Please do come and tag us both in, because I want Mary to see the difference she makes not only in my world, but everybody else's. I hope you enjoy today's episode.

I am very excited about today's episode. Because, although I've had this amazing lady on before, I am still super excited to bring her back to you. Welcome back to the podcast, Mary Hyatt.

Woot woot! It's like round two. Second season.

I know. Ching ching! Do you know what-

I'm so happy to be here.

What was funny was, I was telling Biz Paul, before we recorded that I was getting you back on and I was recording an episode. I said, "She's the only person who's ever been on the podcast twice." I was like, "Oh no, hang on Biz Paul, you have." Because of course he came on and did an episode, and then he came on and did the 100th episode where he interviewed Paul and I.

That was such a great episode.

He's great. He is, honestly. This is his job. He should totally be an interviewer type, presenter type thing. He loves it.

Oh, yeah. And I also secretly want him to be my best friend, so if you could kind of just give him the nudge that if he's looking for more friendships.

That is so funny. Honestly, you're going to think I'm making this up, but right before this I said, "Listen, Mary's coming into the group to do some stuff. Do you want to come in the group? I'll let you in to come and see what Mary's doing." "I love Mary," he said. He loves you.

I just adore him.

It's like a little romance.

He's so funny.

 

An introduction to Mary Hyatt

 

I'm so glad to bring the two of you together. He is funny. He is funny. And he's our sense of humour. Anyway, these people are listening to this going, "Get on with it, people." As you know, and as I've just said, I have had the lovely Mary on before. But I'm just going to get Mary to introduce herself a little bit, in case you happened to miss the episode, which I will link up to the show notes. Then we will get on with today's episode. Mary, go ahead and tell everybody who you are, and why you're so wonderful.

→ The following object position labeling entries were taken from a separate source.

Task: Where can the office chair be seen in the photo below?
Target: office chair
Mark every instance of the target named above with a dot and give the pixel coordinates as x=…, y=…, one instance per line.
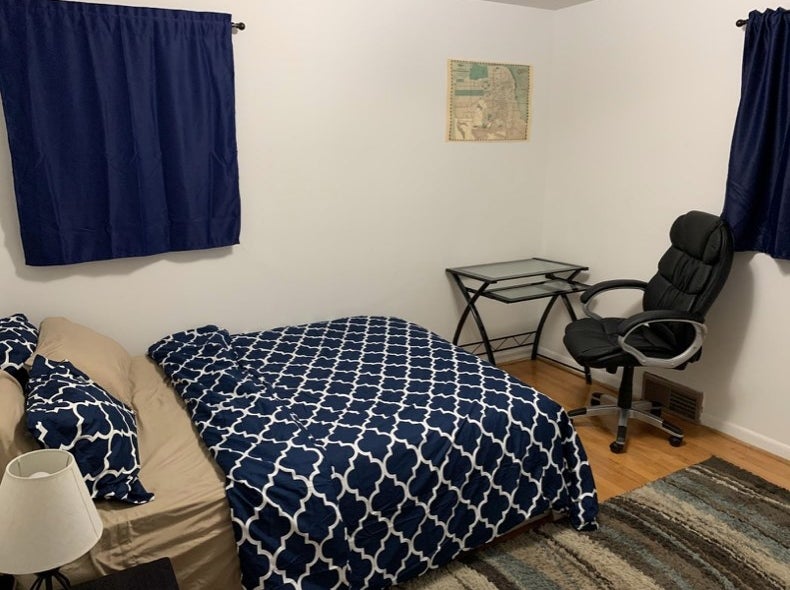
x=667, y=333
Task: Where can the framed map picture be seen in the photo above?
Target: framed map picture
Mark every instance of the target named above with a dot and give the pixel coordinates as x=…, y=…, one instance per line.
x=488, y=101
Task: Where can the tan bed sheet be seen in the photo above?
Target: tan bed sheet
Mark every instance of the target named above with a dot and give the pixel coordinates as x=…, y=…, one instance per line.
x=189, y=521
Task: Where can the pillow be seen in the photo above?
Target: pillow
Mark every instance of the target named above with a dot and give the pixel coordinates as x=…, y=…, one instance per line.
x=98, y=356
x=14, y=437
x=67, y=410
x=17, y=341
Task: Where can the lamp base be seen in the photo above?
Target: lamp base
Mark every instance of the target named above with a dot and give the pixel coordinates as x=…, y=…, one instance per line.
x=44, y=580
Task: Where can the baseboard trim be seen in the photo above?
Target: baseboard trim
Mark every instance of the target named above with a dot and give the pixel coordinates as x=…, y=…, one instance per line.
x=747, y=436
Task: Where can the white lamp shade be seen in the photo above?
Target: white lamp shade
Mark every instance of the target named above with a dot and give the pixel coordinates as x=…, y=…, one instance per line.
x=47, y=517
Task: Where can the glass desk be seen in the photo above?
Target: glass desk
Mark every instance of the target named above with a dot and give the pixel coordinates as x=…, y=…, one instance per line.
x=513, y=282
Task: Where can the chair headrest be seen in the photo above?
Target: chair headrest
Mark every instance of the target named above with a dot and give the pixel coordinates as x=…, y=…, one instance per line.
x=698, y=234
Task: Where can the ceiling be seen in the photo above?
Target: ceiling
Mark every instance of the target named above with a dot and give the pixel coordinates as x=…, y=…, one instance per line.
x=547, y=4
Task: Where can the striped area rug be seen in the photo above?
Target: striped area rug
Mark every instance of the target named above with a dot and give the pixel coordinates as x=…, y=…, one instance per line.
x=711, y=525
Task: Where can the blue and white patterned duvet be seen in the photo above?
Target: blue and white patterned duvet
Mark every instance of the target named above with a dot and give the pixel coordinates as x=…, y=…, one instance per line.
x=361, y=452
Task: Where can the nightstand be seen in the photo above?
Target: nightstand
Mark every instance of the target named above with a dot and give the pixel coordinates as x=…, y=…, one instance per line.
x=157, y=575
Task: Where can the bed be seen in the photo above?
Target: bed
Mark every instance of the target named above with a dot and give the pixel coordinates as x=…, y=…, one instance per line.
x=354, y=453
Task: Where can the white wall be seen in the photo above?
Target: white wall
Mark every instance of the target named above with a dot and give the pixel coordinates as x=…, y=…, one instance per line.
x=354, y=203
x=644, y=100
x=352, y=200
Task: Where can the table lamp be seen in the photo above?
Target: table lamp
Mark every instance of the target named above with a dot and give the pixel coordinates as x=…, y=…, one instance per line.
x=47, y=517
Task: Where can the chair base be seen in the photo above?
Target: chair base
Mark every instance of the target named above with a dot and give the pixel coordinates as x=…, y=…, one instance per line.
x=626, y=408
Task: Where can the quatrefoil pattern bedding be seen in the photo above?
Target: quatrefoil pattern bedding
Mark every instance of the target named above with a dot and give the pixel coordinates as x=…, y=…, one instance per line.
x=66, y=409
x=364, y=451
x=18, y=339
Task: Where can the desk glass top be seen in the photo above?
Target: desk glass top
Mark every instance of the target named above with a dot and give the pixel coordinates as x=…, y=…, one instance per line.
x=515, y=269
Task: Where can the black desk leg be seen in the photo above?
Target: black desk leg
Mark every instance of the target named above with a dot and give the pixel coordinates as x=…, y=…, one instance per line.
x=542, y=321
x=470, y=307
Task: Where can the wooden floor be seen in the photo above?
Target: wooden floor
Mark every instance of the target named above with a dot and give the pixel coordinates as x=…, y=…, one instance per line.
x=648, y=455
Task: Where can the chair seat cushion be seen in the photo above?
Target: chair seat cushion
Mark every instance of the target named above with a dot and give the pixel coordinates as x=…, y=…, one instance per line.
x=593, y=343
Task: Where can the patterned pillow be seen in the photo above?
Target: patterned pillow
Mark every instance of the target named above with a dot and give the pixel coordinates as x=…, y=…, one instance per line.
x=67, y=410
x=18, y=339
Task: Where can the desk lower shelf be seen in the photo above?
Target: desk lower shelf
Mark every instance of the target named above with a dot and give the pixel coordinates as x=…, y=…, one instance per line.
x=530, y=291
x=502, y=343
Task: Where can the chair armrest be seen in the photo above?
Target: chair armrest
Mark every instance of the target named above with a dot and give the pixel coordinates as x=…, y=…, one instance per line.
x=598, y=288
x=628, y=325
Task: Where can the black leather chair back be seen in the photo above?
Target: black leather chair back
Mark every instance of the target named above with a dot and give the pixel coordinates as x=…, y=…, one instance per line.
x=692, y=272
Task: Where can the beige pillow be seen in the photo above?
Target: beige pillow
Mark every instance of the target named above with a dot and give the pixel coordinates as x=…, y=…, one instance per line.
x=14, y=437
x=98, y=356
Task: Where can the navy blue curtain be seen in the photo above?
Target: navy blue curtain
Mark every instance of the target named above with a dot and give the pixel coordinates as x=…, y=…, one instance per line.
x=757, y=201
x=121, y=124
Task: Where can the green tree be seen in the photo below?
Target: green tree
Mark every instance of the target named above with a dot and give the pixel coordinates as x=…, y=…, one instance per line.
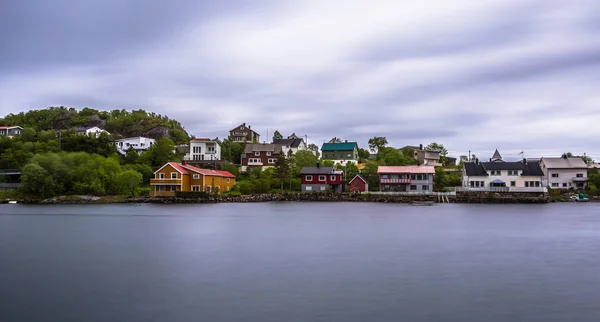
x=376, y=143
x=441, y=149
x=315, y=149
x=130, y=180
x=36, y=181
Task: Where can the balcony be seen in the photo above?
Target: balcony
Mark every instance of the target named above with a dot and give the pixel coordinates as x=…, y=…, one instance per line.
x=165, y=181
x=395, y=181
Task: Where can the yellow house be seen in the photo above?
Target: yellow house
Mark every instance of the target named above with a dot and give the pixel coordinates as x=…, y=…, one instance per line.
x=175, y=176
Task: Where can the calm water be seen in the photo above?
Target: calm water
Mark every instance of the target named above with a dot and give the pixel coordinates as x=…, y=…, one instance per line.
x=300, y=262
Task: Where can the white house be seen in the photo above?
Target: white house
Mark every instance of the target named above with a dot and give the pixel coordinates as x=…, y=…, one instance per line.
x=91, y=131
x=564, y=172
x=293, y=143
x=498, y=175
x=204, y=149
x=139, y=144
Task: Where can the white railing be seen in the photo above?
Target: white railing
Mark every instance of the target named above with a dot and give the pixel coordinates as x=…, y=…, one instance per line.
x=413, y=193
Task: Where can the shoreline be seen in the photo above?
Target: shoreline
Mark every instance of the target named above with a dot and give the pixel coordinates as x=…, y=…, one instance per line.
x=310, y=197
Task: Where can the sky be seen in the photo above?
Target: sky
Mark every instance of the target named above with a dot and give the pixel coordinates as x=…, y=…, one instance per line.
x=513, y=75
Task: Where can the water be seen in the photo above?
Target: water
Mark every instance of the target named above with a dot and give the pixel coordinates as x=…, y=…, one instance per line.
x=300, y=262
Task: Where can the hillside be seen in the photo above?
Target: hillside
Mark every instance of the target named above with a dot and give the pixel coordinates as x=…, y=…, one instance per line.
x=120, y=123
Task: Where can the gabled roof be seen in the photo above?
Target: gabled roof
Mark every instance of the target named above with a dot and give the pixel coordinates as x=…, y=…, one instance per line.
x=359, y=177
x=346, y=146
x=294, y=143
x=406, y=169
x=260, y=147
x=316, y=170
x=564, y=163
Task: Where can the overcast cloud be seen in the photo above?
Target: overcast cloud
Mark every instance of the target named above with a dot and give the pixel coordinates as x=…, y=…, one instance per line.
x=513, y=75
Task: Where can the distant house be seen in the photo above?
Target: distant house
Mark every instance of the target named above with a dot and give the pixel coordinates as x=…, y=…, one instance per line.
x=10, y=131
x=340, y=152
x=358, y=184
x=260, y=155
x=173, y=177
x=499, y=175
x=406, y=178
x=320, y=179
x=243, y=133
x=292, y=144
x=201, y=149
x=138, y=143
x=565, y=172
x=423, y=156
x=91, y=131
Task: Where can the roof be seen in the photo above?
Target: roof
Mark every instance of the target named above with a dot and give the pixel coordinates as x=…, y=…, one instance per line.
x=480, y=169
x=316, y=170
x=406, y=169
x=564, y=163
x=346, y=146
x=260, y=147
x=294, y=143
x=359, y=177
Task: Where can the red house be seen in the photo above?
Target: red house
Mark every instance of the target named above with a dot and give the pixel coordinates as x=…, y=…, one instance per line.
x=319, y=179
x=358, y=184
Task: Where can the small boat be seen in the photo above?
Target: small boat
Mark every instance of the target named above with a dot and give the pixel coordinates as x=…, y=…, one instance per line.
x=580, y=197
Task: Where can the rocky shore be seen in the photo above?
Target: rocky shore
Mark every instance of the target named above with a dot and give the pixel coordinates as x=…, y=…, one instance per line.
x=491, y=198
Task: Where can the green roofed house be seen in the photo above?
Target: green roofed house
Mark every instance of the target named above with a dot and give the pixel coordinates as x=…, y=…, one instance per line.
x=340, y=152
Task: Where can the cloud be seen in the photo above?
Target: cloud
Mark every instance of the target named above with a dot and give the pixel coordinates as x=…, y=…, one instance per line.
x=512, y=75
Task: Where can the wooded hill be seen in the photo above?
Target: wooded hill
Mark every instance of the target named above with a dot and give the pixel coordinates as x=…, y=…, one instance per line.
x=120, y=123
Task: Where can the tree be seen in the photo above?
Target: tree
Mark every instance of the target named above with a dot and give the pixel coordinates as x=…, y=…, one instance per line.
x=314, y=148
x=36, y=181
x=305, y=158
x=376, y=143
x=130, y=180
x=363, y=154
x=441, y=149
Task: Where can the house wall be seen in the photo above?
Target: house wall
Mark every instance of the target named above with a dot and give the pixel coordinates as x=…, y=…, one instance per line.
x=565, y=177
x=340, y=155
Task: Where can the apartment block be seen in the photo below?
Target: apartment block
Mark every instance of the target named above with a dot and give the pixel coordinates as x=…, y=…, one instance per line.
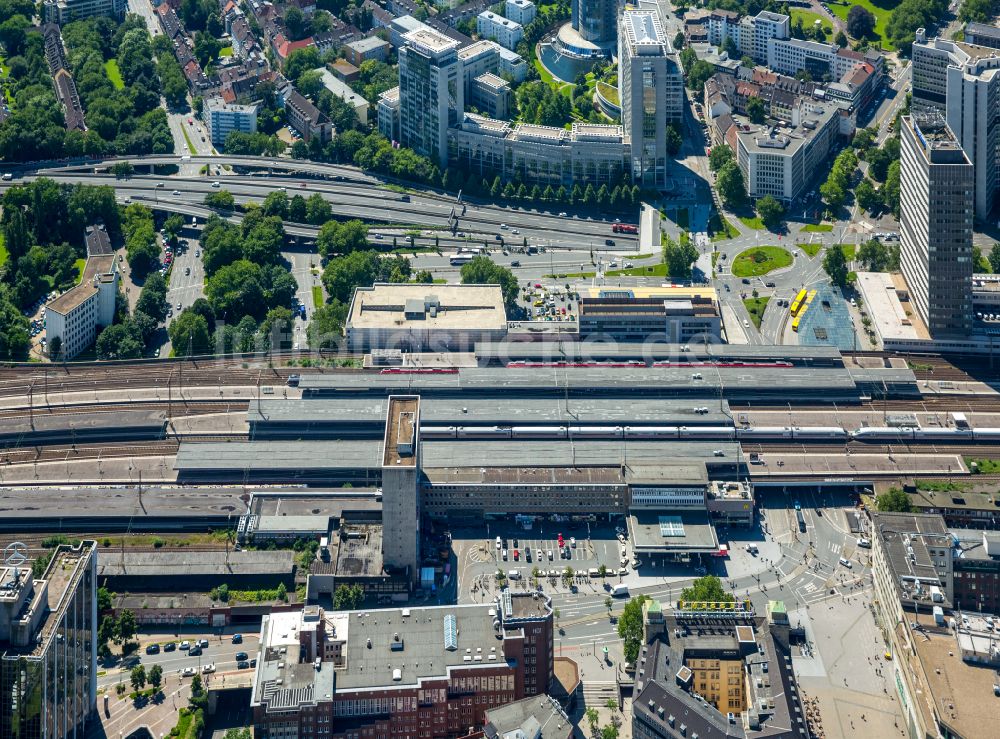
x=504, y=31
x=48, y=645
x=74, y=316
x=431, y=93
x=936, y=204
x=543, y=155
x=962, y=82
x=222, y=119
x=520, y=11
x=64, y=11
x=651, y=89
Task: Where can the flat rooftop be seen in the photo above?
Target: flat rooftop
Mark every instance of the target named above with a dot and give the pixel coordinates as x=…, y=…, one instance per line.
x=671, y=531
x=175, y=561
x=961, y=692
x=96, y=268
x=401, y=307
x=401, y=430
x=883, y=306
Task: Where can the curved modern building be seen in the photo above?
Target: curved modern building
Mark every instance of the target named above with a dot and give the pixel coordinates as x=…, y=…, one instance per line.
x=595, y=20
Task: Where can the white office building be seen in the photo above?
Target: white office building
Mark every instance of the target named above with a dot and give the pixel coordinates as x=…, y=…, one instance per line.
x=64, y=11
x=504, y=31
x=223, y=118
x=651, y=89
x=520, y=11
x=782, y=161
x=962, y=82
x=431, y=92
x=74, y=316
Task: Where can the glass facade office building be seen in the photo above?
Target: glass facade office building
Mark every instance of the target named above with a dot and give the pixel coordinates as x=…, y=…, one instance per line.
x=48, y=648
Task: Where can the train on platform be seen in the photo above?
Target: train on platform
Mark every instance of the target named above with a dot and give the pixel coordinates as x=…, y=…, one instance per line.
x=714, y=433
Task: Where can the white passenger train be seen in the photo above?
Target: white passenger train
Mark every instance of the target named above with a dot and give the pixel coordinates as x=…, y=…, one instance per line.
x=718, y=433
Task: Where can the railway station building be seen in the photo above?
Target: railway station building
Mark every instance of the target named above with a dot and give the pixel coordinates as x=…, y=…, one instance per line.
x=419, y=672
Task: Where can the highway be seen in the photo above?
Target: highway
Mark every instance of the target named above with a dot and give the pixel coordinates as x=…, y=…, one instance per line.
x=368, y=202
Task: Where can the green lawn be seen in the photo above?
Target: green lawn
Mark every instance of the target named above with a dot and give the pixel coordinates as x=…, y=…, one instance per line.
x=721, y=228
x=187, y=139
x=609, y=93
x=760, y=260
x=809, y=19
x=114, y=74
x=986, y=466
x=756, y=307
x=881, y=13
x=752, y=222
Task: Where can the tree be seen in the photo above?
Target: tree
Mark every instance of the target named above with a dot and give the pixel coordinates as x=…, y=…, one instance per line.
x=138, y=677
x=348, y=597
x=482, y=270
x=894, y=500
x=155, y=676
x=678, y=257
x=674, y=141
x=119, y=341
x=630, y=627
x=126, y=627
x=341, y=238
x=189, y=334
x=867, y=196
x=153, y=298
x=221, y=200
x=860, y=22
x=730, y=184
x=770, y=211
x=835, y=264
x=699, y=74
x=707, y=588
x=994, y=257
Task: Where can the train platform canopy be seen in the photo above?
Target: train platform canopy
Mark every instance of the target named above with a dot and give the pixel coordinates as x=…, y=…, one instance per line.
x=673, y=534
x=794, y=382
x=504, y=351
x=350, y=412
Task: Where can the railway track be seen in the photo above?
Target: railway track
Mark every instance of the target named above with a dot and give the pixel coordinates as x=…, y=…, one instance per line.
x=79, y=452
x=176, y=408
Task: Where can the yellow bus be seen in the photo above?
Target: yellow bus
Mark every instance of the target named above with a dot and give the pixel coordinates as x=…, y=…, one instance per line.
x=797, y=303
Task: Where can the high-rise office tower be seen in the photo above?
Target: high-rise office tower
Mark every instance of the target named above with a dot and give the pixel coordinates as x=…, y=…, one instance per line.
x=48, y=644
x=936, y=200
x=962, y=81
x=431, y=96
x=651, y=88
x=595, y=20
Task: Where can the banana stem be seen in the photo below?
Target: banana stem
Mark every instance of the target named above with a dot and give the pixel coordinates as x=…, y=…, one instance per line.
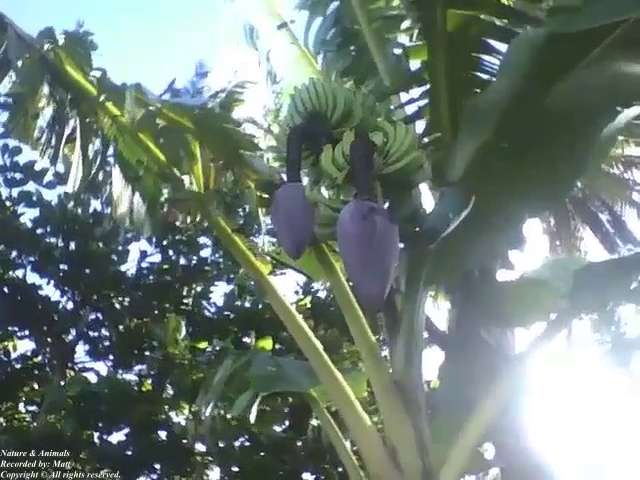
x=397, y=423
x=369, y=441
x=336, y=438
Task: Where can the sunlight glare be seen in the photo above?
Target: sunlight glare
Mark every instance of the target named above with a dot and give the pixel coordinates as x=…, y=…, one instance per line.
x=582, y=414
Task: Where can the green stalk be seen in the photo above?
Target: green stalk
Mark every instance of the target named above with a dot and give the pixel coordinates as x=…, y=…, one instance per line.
x=397, y=423
x=373, y=41
x=374, y=454
x=336, y=438
x=476, y=426
x=433, y=18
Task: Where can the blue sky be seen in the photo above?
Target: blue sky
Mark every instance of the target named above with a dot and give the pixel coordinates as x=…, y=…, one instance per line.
x=144, y=40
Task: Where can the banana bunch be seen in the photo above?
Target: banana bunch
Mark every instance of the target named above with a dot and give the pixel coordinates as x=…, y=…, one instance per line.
x=327, y=212
x=397, y=153
x=334, y=161
x=333, y=101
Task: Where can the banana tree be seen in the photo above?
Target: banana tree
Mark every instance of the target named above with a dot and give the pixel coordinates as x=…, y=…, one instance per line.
x=533, y=132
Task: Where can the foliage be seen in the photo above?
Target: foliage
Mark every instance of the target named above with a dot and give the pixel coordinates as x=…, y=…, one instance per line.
x=498, y=138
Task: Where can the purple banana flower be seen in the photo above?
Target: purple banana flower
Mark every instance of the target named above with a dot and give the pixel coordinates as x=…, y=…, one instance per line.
x=369, y=247
x=293, y=218
x=368, y=241
x=291, y=213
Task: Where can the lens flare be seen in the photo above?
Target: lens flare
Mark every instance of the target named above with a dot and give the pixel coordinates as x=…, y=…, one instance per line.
x=583, y=414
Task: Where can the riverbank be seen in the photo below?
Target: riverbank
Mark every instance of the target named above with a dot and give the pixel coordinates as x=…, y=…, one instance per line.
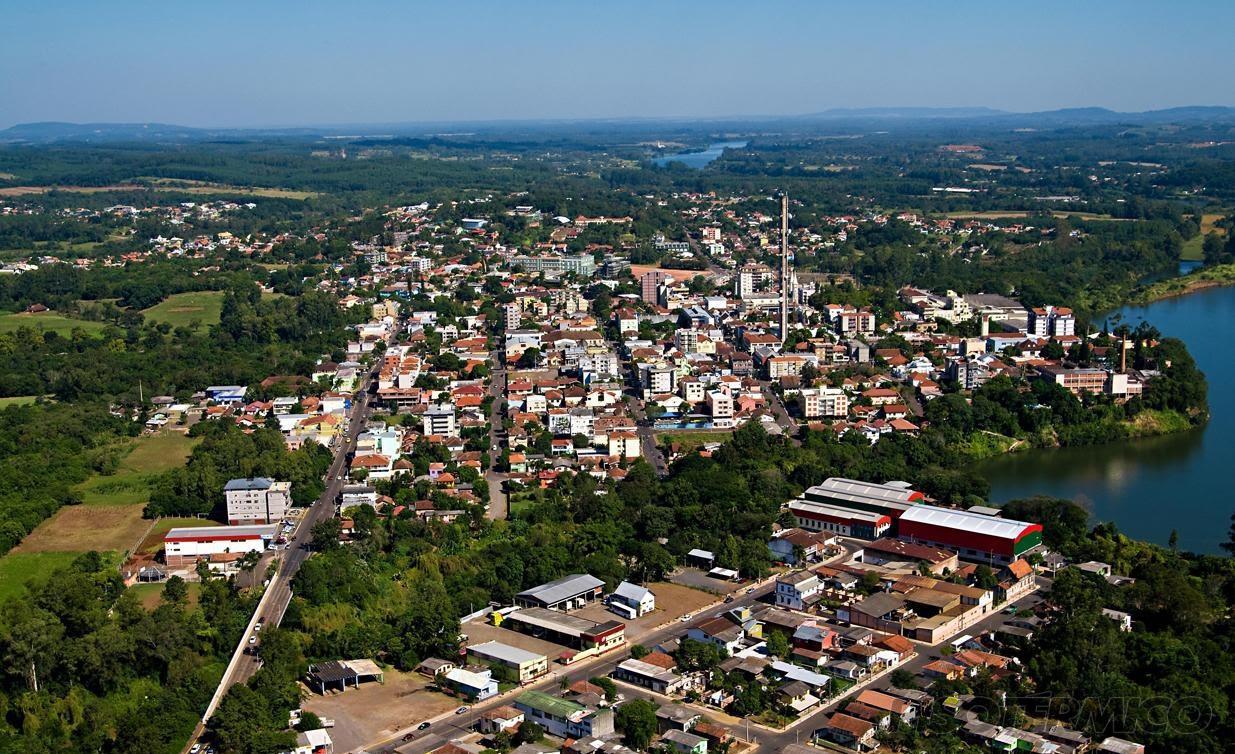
x=1203, y=278
x=987, y=446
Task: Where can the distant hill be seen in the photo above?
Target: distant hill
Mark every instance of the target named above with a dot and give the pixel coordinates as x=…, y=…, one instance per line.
x=56, y=132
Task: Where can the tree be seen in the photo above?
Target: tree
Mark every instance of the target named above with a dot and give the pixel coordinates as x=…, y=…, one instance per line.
x=529, y=732
x=636, y=722
x=175, y=591
x=778, y=646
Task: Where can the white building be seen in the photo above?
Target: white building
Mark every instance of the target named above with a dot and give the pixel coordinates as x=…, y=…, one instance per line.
x=185, y=546
x=257, y=500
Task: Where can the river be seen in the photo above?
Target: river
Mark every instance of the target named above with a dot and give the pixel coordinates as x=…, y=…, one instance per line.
x=698, y=159
x=1154, y=485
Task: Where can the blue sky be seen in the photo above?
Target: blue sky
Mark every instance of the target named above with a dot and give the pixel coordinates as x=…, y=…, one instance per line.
x=274, y=63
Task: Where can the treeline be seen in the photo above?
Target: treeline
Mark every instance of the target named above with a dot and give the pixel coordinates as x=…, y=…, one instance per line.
x=90, y=669
x=229, y=453
x=1170, y=681
x=45, y=451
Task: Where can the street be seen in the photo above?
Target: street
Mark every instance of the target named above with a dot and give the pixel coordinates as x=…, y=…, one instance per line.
x=278, y=594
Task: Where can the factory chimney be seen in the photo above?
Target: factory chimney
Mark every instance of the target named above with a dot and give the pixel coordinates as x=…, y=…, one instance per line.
x=784, y=268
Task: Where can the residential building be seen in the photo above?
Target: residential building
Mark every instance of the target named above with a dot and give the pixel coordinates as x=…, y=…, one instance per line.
x=185, y=546
x=563, y=718
x=527, y=665
x=257, y=500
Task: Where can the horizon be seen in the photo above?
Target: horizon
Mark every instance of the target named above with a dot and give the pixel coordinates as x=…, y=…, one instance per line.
x=283, y=66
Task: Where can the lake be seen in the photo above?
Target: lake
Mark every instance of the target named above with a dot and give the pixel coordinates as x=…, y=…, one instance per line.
x=1154, y=485
x=698, y=159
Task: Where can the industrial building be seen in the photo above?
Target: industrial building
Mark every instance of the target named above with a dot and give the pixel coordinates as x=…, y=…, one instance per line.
x=972, y=536
x=565, y=594
x=185, y=546
x=586, y=638
x=527, y=664
x=257, y=500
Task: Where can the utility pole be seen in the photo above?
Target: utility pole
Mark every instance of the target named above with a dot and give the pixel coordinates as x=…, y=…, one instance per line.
x=784, y=267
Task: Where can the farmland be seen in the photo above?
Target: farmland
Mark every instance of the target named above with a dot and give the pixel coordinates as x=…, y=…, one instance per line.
x=47, y=321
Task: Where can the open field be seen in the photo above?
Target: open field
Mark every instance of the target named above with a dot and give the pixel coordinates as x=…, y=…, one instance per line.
x=1193, y=248
x=180, y=310
x=1018, y=214
x=17, y=569
x=150, y=454
x=164, y=184
x=152, y=594
x=376, y=711
x=16, y=400
x=48, y=321
x=79, y=528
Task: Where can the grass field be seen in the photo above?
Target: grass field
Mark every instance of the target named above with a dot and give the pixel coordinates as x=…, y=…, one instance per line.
x=151, y=454
x=48, y=321
x=16, y=400
x=180, y=310
x=152, y=594
x=1194, y=248
x=17, y=569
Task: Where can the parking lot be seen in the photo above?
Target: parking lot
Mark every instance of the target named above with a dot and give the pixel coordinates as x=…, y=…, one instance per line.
x=378, y=710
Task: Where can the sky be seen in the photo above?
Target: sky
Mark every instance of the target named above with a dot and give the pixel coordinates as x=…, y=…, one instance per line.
x=221, y=63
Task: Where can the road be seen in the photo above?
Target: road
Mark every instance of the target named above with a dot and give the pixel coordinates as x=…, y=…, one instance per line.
x=278, y=594
x=499, y=502
x=448, y=726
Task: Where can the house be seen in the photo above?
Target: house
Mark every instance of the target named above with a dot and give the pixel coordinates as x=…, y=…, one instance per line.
x=500, y=720
x=527, y=665
x=850, y=732
x=648, y=676
x=637, y=599
x=471, y=685
x=720, y=632
x=684, y=742
x=797, y=590
x=565, y=718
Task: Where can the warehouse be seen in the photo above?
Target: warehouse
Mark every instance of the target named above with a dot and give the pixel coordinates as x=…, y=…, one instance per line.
x=185, y=546
x=972, y=536
x=565, y=594
x=847, y=522
x=891, y=499
x=584, y=637
x=527, y=664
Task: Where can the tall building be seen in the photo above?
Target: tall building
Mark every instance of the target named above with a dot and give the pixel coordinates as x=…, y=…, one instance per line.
x=784, y=267
x=257, y=500
x=648, y=283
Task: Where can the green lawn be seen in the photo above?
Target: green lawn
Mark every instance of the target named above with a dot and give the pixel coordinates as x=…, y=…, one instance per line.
x=48, y=321
x=180, y=310
x=152, y=594
x=16, y=400
x=17, y=569
x=151, y=454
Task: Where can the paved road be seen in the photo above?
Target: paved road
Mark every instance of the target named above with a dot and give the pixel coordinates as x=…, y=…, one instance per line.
x=279, y=591
x=448, y=726
x=499, y=504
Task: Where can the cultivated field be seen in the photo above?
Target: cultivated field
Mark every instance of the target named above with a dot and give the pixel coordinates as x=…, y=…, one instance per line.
x=130, y=485
x=47, y=321
x=79, y=528
x=17, y=569
x=180, y=310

Thank you. I am a life and mindset coach, and my favourite people to work with are high achieving entrepreneurs who are looking to find ways to bring some flow back into their hustle game. Because I think oftentimes we think we have to grind it out, work ourselves to the point of burnout and exhaustion. That's usually at the point where my clients find me is they're going, "Okay, my business is taking off, but my life is in shambles, or I'm just totally at the end of my rope. My relationships aren't that great. How do I get back to that place of really thriving in all areas of my life?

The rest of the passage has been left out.